Wie kommt es zu Sexismus? Was ist eine sexistische Handlung? Wer ist besonders davon betroffen? Und was kann man gegen Sexismus tun? Mit unter anderem diesen Fragen hat sich der Philosophiekurs der zehnten Klassen von Herrn Streckfuß im Rahmen des Schülerwettbewerbs der Bundeszentrale für politische Bildung in den letzten vier Monaten intensiv beschäftigt – und das mit beachtlichem Erfolg.
Rund 1.600 Klassen und Kurse aus dem gesamten Bundesgebiet nahmen an dem Wettbewerb teil. Neben dem Thema Sexismus standen auch andere Themenbereiche wie Algorithmen, Deepfakes und weitere aktuelle gesellschaftliche Fragen zur Auswahl. Der Kurs entschied sich aufgrund der großen Aktualität bewusst für das Thema Sexismus und erarbeitete sechs Infotafeln, die sich umfassend mit Geschlechtergerechtigkeit beschäftigen.

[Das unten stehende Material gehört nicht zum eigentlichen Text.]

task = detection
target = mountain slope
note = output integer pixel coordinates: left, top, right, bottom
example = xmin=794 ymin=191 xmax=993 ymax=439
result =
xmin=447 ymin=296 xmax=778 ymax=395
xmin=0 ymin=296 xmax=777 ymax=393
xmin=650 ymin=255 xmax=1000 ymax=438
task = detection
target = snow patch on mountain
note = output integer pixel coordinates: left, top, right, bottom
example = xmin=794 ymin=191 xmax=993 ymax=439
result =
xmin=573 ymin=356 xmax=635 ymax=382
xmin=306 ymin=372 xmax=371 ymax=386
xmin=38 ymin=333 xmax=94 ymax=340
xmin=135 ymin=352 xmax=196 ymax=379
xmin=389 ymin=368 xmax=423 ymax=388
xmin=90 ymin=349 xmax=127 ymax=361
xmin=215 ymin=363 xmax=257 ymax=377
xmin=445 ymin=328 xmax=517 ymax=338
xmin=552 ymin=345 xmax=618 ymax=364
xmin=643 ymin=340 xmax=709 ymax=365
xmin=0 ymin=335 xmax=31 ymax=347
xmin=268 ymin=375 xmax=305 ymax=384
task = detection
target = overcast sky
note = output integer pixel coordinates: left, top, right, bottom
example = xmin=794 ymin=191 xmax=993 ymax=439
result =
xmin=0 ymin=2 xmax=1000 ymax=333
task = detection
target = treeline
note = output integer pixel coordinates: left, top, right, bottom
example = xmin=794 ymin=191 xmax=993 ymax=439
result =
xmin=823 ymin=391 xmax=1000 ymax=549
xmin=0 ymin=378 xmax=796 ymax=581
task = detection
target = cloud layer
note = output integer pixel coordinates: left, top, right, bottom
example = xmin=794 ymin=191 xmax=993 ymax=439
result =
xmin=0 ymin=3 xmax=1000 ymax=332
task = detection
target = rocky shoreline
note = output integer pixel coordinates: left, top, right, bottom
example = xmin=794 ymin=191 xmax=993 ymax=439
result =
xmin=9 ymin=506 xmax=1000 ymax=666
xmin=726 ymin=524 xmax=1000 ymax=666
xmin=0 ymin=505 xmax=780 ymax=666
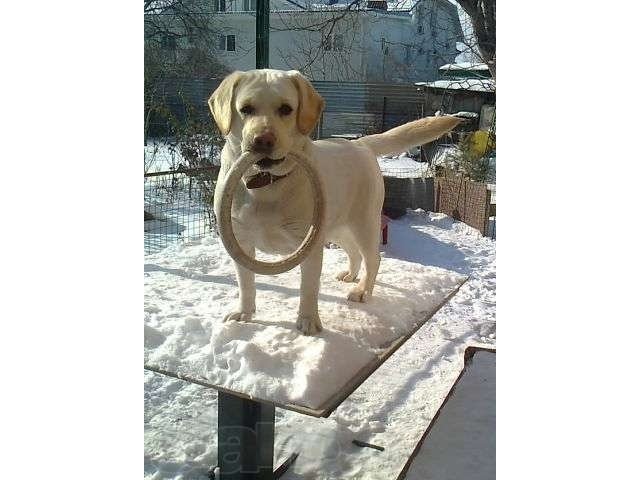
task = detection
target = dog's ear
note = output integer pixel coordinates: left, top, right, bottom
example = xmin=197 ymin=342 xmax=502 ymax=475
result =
xmin=288 ymin=70 xmax=324 ymax=135
xmin=209 ymin=72 xmax=243 ymax=136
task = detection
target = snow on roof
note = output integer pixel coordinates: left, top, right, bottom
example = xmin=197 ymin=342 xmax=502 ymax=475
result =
xmin=439 ymin=62 xmax=489 ymax=71
xmin=414 ymin=78 xmax=496 ymax=92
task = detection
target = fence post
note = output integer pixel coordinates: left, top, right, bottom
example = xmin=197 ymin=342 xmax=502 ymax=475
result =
xmin=382 ymin=97 xmax=387 ymax=132
xmin=256 ymin=0 xmax=269 ymax=68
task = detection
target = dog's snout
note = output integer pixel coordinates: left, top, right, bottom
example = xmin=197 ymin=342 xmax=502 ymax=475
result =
xmin=256 ymin=158 xmax=284 ymax=168
xmin=251 ymin=132 xmax=276 ymax=153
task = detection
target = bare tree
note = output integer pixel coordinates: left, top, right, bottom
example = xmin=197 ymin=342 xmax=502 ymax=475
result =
xmin=144 ymin=0 xmax=227 ymax=144
xmin=456 ymin=0 xmax=496 ymax=78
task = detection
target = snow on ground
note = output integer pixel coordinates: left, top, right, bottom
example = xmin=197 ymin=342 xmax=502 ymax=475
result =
xmin=405 ymin=351 xmax=496 ymax=480
xmin=145 ymin=239 xmax=466 ymax=409
xmin=145 ymin=211 xmax=495 ymax=480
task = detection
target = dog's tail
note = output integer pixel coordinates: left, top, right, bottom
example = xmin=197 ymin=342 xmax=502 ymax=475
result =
xmin=354 ymin=115 xmax=462 ymax=155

Trotz vieler Bemühungen um Gleichberechtigung zwischen allen Geschlechtern besteht in unserer Gesellschaft noch immer ein deutliches Ungleichgewicht. Beispiele dafür sind unter anderem der Gender Pay Gap oder die weiterhin hohen Zahlen von sexualisierter Gewalt, die bislang kaum zurückgegangen sind.
Wie wichtig den Schüler*innen das Thema ist, zeigte auch ein kleines Selbstexperiment: Sie stellten sich gegenseitig die Frage, wie wichtig ihnen das Thema Sexismus auf einer Skala von eins bis zehn sei. Das bemerkenswerte Ergebnis: Jede*r einzelne*r Schüler*in, unabhängig vom Geschlecht, entschied sich für die höchste Bewertung, also eine Zehn.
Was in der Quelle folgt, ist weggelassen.